Joined-up thinking puts arts on the main agenda in Wales
The Welsh Government is preparing to harness the arts, culture and heritage in its battle against poverty and social exclusion.
Arts and culture are at the heart of a wide-ranging set of recommendations for tackling poverty, closing the attainment gap in schools and driving regeneration in Wales.
In ‘Culture and Poverty’, a report commissioned by the Welsh Government, Baroness Kay Andrews proposes more than 30 measures aimed at anchoring culture in communities, breaking down barriers to participation in cultural institutions, driving educational standards and delivering joined-up strategies for cultural infrastructure that will lead to cultural and heritage organisations working more closely together to address poverty.

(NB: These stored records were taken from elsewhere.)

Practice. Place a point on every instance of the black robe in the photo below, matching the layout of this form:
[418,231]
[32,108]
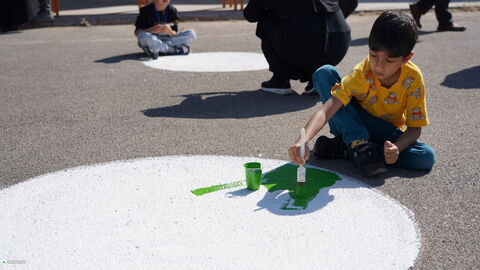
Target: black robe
[299,36]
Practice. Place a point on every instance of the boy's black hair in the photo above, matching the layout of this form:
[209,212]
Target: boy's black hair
[393,32]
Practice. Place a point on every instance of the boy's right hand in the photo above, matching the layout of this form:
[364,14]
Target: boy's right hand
[294,153]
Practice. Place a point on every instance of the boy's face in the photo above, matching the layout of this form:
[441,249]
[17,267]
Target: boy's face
[161,4]
[386,68]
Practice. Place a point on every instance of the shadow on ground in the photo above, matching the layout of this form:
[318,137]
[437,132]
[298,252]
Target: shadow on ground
[120,58]
[347,168]
[237,105]
[464,79]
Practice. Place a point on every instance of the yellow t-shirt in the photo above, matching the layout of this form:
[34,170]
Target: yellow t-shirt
[403,104]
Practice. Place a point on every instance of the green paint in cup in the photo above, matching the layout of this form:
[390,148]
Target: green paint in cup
[253,172]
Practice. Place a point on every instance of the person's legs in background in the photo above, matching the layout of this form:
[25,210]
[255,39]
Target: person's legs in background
[280,82]
[182,40]
[44,13]
[444,17]
[152,45]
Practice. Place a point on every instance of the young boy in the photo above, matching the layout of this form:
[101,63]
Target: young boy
[156,30]
[377,112]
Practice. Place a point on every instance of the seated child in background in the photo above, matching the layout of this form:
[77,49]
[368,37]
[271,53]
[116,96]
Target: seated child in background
[377,112]
[156,29]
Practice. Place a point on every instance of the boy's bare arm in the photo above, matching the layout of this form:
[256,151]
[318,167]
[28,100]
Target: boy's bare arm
[392,150]
[314,125]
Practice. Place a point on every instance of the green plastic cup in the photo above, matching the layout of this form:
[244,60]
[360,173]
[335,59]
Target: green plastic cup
[253,172]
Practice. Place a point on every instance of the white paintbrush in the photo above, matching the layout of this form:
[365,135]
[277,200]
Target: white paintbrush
[301,171]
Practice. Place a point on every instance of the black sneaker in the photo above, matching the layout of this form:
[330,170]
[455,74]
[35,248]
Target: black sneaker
[277,85]
[330,148]
[147,52]
[369,159]
[310,89]
[182,50]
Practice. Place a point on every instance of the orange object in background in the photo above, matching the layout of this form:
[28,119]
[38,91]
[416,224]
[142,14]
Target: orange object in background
[141,3]
[54,7]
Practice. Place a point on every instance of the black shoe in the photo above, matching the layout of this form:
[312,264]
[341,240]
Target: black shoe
[416,14]
[369,159]
[330,148]
[182,50]
[451,27]
[310,89]
[277,85]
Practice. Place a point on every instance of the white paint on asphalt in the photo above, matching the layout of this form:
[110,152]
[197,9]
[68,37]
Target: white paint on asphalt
[210,62]
[140,214]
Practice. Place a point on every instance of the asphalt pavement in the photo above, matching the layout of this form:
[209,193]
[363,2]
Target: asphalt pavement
[114,12]
[74,96]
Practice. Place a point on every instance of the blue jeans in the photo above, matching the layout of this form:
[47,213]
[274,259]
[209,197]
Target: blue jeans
[165,44]
[352,122]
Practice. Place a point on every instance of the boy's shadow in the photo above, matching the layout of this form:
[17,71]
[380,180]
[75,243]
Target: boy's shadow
[119,58]
[348,169]
[464,79]
[281,181]
[243,104]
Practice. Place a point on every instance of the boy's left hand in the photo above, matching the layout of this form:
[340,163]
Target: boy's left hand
[391,152]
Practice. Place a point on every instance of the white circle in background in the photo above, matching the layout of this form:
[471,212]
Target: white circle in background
[141,214]
[210,62]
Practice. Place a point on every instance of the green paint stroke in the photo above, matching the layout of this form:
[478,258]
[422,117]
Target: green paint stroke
[285,178]
[205,190]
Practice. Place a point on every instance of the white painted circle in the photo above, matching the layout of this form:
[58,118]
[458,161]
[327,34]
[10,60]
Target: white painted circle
[210,62]
[140,214]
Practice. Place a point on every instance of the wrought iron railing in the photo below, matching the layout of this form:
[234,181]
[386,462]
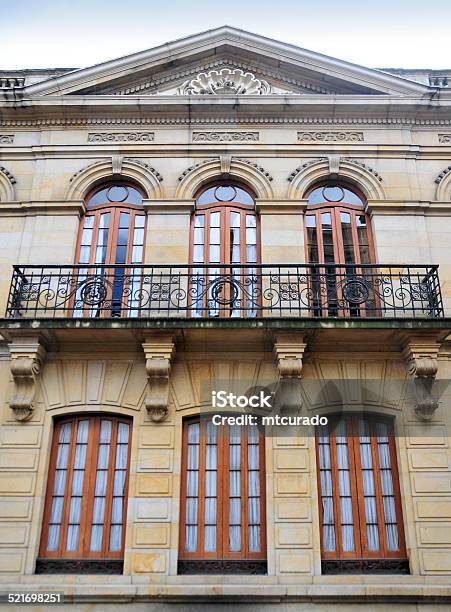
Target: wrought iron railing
[257,290]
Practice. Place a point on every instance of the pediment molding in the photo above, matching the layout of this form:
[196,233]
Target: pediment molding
[176,79]
[310,66]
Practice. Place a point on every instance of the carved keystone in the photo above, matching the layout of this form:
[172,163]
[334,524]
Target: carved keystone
[289,351]
[159,350]
[27,356]
[420,354]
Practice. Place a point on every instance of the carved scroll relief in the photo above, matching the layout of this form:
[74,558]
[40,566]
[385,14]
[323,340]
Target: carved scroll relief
[289,351]
[27,357]
[159,350]
[421,360]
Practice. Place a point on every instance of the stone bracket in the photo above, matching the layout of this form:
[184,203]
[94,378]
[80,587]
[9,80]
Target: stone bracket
[289,350]
[158,350]
[28,354]
[420,354]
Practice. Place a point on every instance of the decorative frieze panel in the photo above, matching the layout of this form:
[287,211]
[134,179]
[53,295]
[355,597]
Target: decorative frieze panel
[330,136]
[226,136]
[6,138]
[120,137]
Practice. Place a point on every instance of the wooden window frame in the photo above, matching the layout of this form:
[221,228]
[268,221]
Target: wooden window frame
[222,518]
[335,209]
[224,208]
[361,552]
[114,209]
[92,451]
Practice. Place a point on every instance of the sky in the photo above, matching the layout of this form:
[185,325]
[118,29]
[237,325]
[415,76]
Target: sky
[79,33]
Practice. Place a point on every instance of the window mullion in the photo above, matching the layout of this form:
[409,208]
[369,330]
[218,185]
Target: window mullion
[244,494]
[335,493]
[67,493]
[87,507]
[378,488]
[357,488]
[201,490]
[109,489]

Andrews makes it clear that cultural organisations, as well as local and national policy-makers need to take responsibility for driving different elements of her proposed programme of change work, and indicates where individual action is appropriate and where collective action is required.
Cultural organisations are called upon to widen access and become more community and child-friendly; to give greater priority to shared projects in local communities; and to work with the Welsh Government to extend cultural enrichment activities that support learning outcomes in schools. They are also asked to conduct a ‘skills audit’ demonstrating the practical skills that can be gained through arts, culture and heritage participation.
The Welsh Government is seen as key to addressing the transport barriers that prevent people from disadvantaged areas visiting cultural sites and events; and another recommendation calls for the Government to incentivise local authorities to look at possibilities for cross-boundary support and sharing of museum, library, arts and archive provision to support increased focus on community and education work.
The report also suggests how organisations can develop stronger links with anti-poverty schemes, such as the Welsh Government’s Communities First programme.
In her foreword to the report, Andrews notes that the brief for her review – to explore with cultural and heritage bodies across Wales how they could contribute more effectively to reducing poverty and raising ambition – “was not a question that has been asked in this form in any other UK country.”
Although the review was commissioned by the Minister for Culture and Sport Minister, John Griffiths, it was done so in collaboration with the Ministers for Communities and Tackling Poverty, Housing and Regeneration and Education and Skills, and she continued: “By identifying access to and participation in the arts, culture and heritage as an aspect of social justice itself and a powerful weapon against poverty, in all its manifest forms, the Welsh Government has made it clear that it understands the role played by culture in making us the sort of people we are and the people we want to be.”
The report complements and builds on a 2013 independent report into Arts in Education in the Schools of Wales, led by Professor Dai Smith.
The Welsh Government will publish a detailed response and action plan later this year, in parallel with the response to Dai Smith’s report.